Bill Fay

Who Is The Sender?

Dead Ocean/Cargo

Es gibt diese verrückte Geschichte, die erklärt, weshalb Bill Fay „Life Is People“ herausbrachte, nachdem er 40 Jahre keine Platte veröffentlicht hatte. Ein Mann namens James Henry hörte in Nevada City die Lieder von Fays Alben von 1970 und 1971, und sein Sohn Joshua hörte sie auch. 1998 wurden die Platten wiederveröffentlicht; der Produzent Jim O’Rourke empfahl sie Jeff Tweedy, und der spielte „Be Not So Fearful“ in Konzerten.

Joshua Henry war mittlerweile Produzent in Los Angeles, er suchte Bill Fay, der nur noch Heim-Aufnahmen gemacht und seit 30 Jahren kein Tonstudio betreten hatte. Henry fand den Zurückgezogenen, der jetzt ein freundlich-graubärtiger alter Mann war, buchte zehn Tage in einem Studio und ein Streichquartett, und Fay nahm seine Demos und spielte Klavier, und das wurde 2012 „Life Is People“.

Zwischen „Bill Fay“ 1970 und „Time Of The Last Persecution“ 1971 hatte sich Fay von einem melancholischen jungen Mann in einen jesusartigen, struppigen Schrat verwandelt, vielleicht war er an der Welt irre geworden. Aber er lebte weiter. „Life Is People“ ist eine friendensbewegte, spirituelle Großvater-Platte, Fay singt „The Healing Day“ und „Be At Peace With Yourself“ und Tweedys „Jesus, Etc.“. Alle freuten sich.

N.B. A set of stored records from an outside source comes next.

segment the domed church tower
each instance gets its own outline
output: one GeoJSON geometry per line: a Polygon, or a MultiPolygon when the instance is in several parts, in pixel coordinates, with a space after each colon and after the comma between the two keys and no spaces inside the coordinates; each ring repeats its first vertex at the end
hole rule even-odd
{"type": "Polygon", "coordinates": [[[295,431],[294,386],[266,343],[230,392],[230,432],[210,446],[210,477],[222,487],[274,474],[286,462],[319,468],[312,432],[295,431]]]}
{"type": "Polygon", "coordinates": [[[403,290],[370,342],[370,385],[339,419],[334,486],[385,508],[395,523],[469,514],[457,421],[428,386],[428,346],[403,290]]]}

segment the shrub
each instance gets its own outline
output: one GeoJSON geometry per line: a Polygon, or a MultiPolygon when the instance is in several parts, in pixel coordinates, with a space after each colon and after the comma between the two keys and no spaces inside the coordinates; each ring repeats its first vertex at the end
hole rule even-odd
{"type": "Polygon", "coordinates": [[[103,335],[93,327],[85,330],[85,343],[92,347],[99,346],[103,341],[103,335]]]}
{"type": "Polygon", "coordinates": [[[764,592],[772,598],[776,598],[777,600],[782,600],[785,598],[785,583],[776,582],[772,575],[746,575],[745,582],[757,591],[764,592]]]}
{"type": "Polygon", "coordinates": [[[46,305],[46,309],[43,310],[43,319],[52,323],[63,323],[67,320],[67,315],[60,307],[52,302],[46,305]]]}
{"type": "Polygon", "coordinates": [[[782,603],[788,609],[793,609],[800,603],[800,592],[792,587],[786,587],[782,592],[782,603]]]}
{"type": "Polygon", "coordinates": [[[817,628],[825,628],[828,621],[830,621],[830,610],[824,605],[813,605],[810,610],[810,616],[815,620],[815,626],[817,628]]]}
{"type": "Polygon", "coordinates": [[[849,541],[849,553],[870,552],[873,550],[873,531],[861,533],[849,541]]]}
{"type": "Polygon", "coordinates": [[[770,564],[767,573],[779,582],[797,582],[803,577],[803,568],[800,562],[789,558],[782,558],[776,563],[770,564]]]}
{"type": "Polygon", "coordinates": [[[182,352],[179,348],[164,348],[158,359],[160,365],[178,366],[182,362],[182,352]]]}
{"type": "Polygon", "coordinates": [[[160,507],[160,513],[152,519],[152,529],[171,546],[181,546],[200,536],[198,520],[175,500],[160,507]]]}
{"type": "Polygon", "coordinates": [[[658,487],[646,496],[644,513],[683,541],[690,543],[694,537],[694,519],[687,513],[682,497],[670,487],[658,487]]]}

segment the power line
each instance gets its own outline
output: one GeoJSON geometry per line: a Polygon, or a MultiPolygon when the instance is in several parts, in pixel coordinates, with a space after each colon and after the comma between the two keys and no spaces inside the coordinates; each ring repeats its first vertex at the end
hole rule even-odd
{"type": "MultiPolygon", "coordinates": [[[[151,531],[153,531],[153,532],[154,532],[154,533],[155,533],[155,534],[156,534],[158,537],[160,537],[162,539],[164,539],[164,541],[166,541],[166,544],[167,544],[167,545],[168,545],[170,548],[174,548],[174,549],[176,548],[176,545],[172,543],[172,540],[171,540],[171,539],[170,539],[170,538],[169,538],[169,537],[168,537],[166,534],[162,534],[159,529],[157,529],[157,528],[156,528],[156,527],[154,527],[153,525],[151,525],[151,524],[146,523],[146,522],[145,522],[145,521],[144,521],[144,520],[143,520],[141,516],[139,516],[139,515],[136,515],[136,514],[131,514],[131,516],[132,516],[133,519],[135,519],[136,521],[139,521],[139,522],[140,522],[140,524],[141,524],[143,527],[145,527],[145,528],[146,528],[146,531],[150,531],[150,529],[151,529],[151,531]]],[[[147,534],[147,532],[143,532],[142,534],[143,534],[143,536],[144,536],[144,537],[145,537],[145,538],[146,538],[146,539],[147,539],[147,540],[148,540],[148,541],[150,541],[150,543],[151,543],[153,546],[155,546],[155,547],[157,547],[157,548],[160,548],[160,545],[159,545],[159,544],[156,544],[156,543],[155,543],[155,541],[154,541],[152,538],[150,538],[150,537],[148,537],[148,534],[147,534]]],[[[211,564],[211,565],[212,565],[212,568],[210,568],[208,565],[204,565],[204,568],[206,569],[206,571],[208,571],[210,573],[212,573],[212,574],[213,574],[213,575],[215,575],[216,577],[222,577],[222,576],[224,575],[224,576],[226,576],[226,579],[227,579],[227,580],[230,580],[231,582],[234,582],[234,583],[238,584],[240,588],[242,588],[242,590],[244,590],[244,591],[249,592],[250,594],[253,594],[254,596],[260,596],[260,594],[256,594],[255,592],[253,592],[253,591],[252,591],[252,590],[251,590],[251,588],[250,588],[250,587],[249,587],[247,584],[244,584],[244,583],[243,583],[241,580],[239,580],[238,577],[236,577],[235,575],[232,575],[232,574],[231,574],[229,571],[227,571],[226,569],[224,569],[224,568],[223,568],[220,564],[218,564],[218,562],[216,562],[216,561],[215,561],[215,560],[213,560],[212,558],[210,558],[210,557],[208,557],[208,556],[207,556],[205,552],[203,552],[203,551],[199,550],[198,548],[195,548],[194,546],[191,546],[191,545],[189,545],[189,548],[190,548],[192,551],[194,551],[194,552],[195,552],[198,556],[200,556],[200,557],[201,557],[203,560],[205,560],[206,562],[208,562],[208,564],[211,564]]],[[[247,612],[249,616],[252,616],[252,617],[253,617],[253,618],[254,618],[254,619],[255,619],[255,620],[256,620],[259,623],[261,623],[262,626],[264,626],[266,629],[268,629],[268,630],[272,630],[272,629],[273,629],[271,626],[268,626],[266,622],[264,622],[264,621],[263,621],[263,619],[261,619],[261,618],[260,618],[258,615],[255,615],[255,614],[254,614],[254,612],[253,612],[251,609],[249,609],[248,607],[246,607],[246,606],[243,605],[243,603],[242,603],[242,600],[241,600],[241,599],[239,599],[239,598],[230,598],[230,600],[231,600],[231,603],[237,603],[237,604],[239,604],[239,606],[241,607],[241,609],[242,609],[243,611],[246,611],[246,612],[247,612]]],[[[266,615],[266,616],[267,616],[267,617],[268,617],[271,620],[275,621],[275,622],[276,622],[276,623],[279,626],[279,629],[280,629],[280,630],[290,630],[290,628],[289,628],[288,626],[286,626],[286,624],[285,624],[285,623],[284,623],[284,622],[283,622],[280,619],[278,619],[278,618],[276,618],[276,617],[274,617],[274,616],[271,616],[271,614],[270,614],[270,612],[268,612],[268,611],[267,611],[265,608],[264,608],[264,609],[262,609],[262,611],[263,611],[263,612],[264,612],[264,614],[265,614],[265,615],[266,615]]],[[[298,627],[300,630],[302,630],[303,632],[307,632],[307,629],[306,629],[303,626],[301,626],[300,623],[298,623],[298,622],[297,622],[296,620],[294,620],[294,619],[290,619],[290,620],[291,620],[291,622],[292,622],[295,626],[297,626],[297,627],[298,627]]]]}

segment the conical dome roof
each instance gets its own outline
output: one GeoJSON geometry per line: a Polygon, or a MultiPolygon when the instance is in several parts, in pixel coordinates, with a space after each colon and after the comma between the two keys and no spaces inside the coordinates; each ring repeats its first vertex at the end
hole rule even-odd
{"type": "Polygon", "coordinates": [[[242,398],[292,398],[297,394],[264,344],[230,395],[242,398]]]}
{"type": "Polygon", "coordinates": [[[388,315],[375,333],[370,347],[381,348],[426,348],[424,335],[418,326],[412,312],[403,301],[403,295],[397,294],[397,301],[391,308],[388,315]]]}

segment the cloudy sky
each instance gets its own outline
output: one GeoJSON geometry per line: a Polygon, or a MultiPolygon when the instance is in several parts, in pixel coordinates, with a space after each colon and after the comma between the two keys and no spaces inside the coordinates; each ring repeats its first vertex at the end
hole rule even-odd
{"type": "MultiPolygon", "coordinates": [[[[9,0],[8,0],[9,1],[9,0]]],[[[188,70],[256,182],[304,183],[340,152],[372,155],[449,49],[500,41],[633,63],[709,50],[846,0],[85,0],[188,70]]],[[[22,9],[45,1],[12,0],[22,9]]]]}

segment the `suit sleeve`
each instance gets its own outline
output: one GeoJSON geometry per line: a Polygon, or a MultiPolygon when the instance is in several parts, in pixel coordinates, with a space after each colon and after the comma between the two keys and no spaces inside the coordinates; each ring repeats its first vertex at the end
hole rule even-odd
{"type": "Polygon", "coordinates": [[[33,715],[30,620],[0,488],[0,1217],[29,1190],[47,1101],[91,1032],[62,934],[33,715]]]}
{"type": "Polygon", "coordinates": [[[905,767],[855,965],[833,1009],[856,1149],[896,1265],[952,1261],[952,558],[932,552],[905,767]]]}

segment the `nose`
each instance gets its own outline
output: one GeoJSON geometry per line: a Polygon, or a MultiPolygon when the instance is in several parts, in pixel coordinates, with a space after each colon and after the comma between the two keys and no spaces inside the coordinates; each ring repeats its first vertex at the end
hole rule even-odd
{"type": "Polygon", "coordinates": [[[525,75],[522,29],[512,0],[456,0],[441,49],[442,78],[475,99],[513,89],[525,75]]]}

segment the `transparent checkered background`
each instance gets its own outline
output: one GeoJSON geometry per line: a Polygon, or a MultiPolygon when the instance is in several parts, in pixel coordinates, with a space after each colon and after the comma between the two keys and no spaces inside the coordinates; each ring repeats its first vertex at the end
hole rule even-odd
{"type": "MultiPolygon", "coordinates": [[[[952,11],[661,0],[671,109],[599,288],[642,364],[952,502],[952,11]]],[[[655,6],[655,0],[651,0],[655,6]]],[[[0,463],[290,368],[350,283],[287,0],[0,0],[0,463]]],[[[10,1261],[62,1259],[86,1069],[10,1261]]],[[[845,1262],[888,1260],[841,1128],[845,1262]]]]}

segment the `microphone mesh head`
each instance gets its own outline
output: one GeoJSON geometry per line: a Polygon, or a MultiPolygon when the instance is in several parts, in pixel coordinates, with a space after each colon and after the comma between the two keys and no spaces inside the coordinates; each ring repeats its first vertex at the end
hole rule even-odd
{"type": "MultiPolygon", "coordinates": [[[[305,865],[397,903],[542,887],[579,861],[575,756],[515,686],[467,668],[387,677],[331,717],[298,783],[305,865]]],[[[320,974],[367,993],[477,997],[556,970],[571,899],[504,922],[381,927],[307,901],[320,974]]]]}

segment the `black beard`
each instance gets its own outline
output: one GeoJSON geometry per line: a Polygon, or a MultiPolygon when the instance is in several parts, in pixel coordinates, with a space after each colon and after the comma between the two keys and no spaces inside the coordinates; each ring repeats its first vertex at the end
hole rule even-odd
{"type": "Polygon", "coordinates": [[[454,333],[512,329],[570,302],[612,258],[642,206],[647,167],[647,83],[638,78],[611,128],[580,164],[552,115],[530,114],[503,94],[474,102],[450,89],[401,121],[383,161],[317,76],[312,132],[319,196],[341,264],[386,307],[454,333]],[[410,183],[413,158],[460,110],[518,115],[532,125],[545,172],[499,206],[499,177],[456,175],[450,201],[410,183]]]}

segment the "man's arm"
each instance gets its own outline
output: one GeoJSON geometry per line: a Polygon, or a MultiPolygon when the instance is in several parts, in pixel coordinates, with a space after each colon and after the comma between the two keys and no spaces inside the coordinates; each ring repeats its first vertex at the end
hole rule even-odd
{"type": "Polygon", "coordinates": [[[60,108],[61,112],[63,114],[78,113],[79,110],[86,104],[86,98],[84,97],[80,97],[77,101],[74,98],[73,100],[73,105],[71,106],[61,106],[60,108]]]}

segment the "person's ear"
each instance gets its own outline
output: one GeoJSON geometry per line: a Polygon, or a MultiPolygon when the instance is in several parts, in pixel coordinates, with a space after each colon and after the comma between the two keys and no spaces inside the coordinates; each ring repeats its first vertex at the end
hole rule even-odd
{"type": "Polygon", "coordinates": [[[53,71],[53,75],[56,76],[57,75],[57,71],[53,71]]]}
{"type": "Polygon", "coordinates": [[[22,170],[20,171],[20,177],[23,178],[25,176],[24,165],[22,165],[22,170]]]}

„Who Is The Sender?“ ist eine friedensbewegte, spirituelle Großvater-Platte, aber Bill Fay hat eine Transzendenz und Jenseitigkeit erreicht, die so erschüttert, wie nur etwas sehr, sehr Großes erschüttert: eine Geburt, letzte Worte, das Erhabene der Natur, eine religiöse Erfahrung, eine Liebe. Es sind Gospel-Stücke mit Streichern, Piano, elegischen Bläsern, schwellender Orgel und getragener elektrischer Gitarre, alles schwelgt, vielleicht ist es pathetisch, aber so pathetisch wie Bach oder englische Consort-Musik. Feierlich. Ein Leben ist in diese Songs geflossen, jedes Stück ist ein Abschied. Man denkt an das Ende von „The Dark Side Of The Moon“, Balladen von Peter Gabriel und das Georgel von Geraint Watkins, „No More Shall We Part“ von Nick Cave.

Und dann vergisst man alles. „It’s all so deep“, singt Fay in „How Little“, „it’s all so deep.“ Mehr ist nicht. In „War Machine“ beklagt Fay, dass wir Steuern zahlen, mit denen Waffen für Kriege gekauft werden – aber diese Binse klingt wie die Gettysburg Address. „The Geese Are Flying Westward“ – sind das Dudelsäcke im Hintergrund? In „A Page Incomplete“ barmt Fay: „There’s an age up ahead/ Out of reach of this one’s grip/ This I have to believe/ That this world has got to change.“ Es ist ein Hippie-, ein Weihnachts-, ein Gebetsalbum, müsste man sagen, wäre einem vor Rührung nicht die Kehle zugeschnürt.